Avancez sous nos applaudissements

Dans la nuit de Noël, alors que la procession solennelle s’avançait dans la nef de la basilique Saint Pierre de Rome, une jeune femme, sautant les barrières de sécurité avec une étonnante souplesse, s’est précipitée vers le Pape qui, bousculé, est tombé. Panique, inquiétude, cris de la foule … puis interruption de l’orgue, silence de la schola … attente angoissée … mais le Pape s’est relevé. C’est sous les applaudissements des fidèles qu’il a remonté la nef pour aller jusqu’à l’autel afin de célébrer la naissance du Sauveur. Ces derniers jours, les medias se complaisaient à ironiser sur sa santé. Sous le coup de cet événement et avec sa simplicité habituelle, Benoît XVI a manifesté sa vigueur  dans l’accomplissement de sa mission. Des bousculades, il en a connu d’autres, verbales et médiatiques, ironiques voire sarcastiques. Mais le Saint Père, « doux Christ sur notre terre », est là, toujours bien là, pour proclamer à temps et à contretemps le message de salut, la bonne nouvelle de Dieu qui nous aime jusqu’à la folie de se faire fragile et tout-petit.
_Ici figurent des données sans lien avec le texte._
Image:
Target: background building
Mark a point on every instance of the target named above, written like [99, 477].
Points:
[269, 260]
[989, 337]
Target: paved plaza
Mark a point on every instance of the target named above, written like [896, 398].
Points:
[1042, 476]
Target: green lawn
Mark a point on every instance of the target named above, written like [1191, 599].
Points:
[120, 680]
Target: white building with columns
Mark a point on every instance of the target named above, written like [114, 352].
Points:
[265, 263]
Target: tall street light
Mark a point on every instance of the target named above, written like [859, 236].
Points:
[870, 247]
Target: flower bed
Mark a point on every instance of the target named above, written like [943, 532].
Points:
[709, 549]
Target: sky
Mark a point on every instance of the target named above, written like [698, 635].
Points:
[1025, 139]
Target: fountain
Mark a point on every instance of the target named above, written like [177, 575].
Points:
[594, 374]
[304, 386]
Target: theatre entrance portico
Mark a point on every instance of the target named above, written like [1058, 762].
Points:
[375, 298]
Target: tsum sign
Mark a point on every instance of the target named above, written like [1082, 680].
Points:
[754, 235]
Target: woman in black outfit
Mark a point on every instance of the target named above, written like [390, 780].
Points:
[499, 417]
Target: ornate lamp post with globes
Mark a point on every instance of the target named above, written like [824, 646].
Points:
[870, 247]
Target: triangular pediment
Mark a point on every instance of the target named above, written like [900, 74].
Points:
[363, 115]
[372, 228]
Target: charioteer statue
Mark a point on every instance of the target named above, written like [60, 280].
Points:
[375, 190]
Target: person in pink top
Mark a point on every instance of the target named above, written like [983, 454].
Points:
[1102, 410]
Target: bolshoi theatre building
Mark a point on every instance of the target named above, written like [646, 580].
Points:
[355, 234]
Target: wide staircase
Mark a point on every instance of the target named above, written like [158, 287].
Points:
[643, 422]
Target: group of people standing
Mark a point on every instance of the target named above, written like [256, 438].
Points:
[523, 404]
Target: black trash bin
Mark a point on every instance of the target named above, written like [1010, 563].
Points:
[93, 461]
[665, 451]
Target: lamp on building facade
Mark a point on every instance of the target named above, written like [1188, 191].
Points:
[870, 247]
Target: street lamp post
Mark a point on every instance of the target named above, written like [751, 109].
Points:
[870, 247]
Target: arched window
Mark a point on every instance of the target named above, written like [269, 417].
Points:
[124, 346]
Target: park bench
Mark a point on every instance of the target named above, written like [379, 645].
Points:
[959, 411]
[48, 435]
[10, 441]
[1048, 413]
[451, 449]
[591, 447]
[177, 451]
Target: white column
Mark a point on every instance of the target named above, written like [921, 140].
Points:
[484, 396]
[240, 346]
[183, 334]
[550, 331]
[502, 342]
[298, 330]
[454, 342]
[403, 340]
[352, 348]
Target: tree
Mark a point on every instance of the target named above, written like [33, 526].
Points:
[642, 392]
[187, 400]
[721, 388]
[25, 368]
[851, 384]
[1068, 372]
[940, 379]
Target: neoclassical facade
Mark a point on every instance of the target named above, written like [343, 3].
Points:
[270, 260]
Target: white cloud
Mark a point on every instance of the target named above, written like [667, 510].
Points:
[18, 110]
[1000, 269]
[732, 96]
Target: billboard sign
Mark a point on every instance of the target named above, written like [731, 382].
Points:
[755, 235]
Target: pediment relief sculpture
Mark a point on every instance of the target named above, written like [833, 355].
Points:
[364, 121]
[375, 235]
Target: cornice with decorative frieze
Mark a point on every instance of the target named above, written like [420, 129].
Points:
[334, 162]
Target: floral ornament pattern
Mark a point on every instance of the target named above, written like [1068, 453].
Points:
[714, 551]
« Du Christ et de l’Eglise, c’est tout un » disait Jeanne d’Arc. Au fil des siècles, dans une histoire parfois mouvementée, confrontée à bien des péripéties et déboires, l’Eglise a été elle aussi bousculée. On prédisait son extinction, on la voyait vaciller ; il semblait qu’elle ne puisse se relever. Mais l’Eglise notre mère, elle qui nous a enfantés à la vie divine, elle qui ne cesse de célébrer Noël, de nous montrer et de nous donner le Christ en chaque eucharistie … cette Eglise est toujours là, bien présente, bien vivante, dans l’accomplissement de sa mission. Ne mérite-t-elle pas nos applaudissements ?
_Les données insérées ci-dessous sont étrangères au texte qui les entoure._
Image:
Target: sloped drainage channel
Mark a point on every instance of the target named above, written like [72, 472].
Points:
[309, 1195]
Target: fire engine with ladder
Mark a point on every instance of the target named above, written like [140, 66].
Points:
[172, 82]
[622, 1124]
L’Eglise est une grande famille ; nos familles chrétiennes sont une Eglise, à l’image de la Sainte Famille. Marie et Joseph ont eux aussi connu bien des épreuves, des secousses, des bousculades, des croix. Nous les voyons acculés à entreprendre ce long périple de Nazareth à Bethléem ; l’accouchement de Celui qu’ils savent être le Messie se fait dans une humble crèche ; le trône du Sauveur se réduit à une mangeoire. Puis il va falloir fuir en Egypte. Pauvre famille, bousculée par les circonstances mais qui poursuit sa marche pour accomplir sa mission. Qu’elle est belle cette Trinité d’Amour, et combien il nous faut l’applaudir !
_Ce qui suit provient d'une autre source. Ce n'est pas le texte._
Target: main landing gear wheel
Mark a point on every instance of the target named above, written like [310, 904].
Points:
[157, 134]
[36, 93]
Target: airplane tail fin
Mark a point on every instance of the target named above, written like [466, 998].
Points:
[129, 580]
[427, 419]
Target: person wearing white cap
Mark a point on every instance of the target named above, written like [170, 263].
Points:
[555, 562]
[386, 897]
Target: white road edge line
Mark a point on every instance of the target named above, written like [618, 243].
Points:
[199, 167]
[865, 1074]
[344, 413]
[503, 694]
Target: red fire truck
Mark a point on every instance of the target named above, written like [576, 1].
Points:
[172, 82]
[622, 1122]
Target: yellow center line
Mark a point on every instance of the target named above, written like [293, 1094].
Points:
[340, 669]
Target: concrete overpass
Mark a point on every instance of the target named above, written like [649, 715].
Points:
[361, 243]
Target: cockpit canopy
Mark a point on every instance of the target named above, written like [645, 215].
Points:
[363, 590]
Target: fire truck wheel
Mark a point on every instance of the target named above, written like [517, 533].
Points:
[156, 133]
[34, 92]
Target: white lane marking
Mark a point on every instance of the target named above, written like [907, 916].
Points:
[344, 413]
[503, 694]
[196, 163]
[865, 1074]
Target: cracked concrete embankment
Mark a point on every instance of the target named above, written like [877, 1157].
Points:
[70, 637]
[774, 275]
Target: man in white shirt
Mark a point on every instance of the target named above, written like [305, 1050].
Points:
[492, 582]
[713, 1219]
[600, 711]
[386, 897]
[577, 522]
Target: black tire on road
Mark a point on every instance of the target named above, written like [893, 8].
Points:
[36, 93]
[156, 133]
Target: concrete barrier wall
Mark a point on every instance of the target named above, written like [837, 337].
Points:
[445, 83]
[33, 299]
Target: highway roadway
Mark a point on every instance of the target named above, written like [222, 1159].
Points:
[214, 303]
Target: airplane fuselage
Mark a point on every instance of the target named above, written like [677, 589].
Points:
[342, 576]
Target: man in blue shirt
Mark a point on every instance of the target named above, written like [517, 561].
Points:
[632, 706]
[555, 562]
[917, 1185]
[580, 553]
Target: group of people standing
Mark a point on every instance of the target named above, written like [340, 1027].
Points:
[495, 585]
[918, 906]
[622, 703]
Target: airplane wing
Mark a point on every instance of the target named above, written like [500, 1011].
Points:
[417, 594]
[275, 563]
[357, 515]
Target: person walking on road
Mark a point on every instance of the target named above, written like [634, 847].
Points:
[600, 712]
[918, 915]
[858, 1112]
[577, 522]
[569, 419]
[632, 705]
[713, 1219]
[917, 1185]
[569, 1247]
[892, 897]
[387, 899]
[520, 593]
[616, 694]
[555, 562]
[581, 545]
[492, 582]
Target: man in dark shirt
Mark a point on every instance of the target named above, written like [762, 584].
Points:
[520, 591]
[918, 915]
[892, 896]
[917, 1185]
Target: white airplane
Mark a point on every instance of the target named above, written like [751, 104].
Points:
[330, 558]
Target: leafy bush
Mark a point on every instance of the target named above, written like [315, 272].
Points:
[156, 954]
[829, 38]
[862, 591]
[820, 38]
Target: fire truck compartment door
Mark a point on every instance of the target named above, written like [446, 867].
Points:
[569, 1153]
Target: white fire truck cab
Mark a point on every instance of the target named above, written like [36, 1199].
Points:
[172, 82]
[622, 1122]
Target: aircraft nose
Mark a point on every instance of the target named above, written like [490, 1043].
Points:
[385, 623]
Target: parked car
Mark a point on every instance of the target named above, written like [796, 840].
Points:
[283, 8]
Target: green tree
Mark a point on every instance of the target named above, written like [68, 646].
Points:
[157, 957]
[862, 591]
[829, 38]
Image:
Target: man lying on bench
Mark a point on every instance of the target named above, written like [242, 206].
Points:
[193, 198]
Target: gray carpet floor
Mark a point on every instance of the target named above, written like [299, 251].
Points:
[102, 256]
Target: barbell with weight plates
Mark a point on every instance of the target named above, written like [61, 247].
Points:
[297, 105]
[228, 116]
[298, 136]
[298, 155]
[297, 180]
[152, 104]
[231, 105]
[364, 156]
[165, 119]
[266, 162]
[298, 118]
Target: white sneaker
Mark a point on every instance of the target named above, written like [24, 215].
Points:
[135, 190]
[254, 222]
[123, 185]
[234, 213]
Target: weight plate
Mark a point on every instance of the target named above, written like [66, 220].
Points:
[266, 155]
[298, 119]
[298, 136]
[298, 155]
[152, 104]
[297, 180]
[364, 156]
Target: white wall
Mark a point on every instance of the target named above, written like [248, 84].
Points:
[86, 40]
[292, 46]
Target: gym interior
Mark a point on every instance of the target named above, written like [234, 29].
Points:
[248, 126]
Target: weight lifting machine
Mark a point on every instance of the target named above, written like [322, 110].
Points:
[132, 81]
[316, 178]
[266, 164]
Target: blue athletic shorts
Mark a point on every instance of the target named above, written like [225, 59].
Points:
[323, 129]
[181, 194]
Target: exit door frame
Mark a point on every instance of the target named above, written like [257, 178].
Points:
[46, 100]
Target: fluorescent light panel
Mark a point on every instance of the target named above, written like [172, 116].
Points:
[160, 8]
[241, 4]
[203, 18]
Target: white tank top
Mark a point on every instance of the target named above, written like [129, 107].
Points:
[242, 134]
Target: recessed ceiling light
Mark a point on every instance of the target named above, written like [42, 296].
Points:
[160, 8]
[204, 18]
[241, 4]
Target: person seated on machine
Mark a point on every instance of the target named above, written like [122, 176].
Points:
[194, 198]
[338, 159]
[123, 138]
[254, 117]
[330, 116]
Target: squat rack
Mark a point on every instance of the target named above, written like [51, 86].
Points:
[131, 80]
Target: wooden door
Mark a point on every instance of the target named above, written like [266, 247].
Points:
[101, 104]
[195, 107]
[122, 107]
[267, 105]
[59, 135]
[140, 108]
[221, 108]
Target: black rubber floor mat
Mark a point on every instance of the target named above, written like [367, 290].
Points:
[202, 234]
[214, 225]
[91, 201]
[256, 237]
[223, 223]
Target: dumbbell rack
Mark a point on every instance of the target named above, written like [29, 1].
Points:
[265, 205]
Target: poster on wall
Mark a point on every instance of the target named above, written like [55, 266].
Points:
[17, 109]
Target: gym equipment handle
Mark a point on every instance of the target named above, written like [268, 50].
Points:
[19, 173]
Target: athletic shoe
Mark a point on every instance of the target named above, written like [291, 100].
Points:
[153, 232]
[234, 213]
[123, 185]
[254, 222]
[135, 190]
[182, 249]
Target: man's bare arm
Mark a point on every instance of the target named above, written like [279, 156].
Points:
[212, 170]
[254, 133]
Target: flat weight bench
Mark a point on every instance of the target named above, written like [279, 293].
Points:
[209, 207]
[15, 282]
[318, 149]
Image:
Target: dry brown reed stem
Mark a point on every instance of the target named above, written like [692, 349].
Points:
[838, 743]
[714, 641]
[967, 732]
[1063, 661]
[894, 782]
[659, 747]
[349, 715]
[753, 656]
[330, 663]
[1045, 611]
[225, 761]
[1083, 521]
La famille est aujourd’hui bien malmenée, critiquée, défigurée, désacralisée. On se complait à aligner les statistiques qui montrent son effondrement. On se dit que cette institution est d’un autre temps. En cette période de Noël, aimons à regarder ces nombreuses familles qui, souvent bousculées par notre société, peut-être même jusqu’à en trébucher, se relèvent et avancent courageusement. Elles sont là, toujours là, à l’image de l’Eglise. Vraiment, elles méritent nos applaudissements.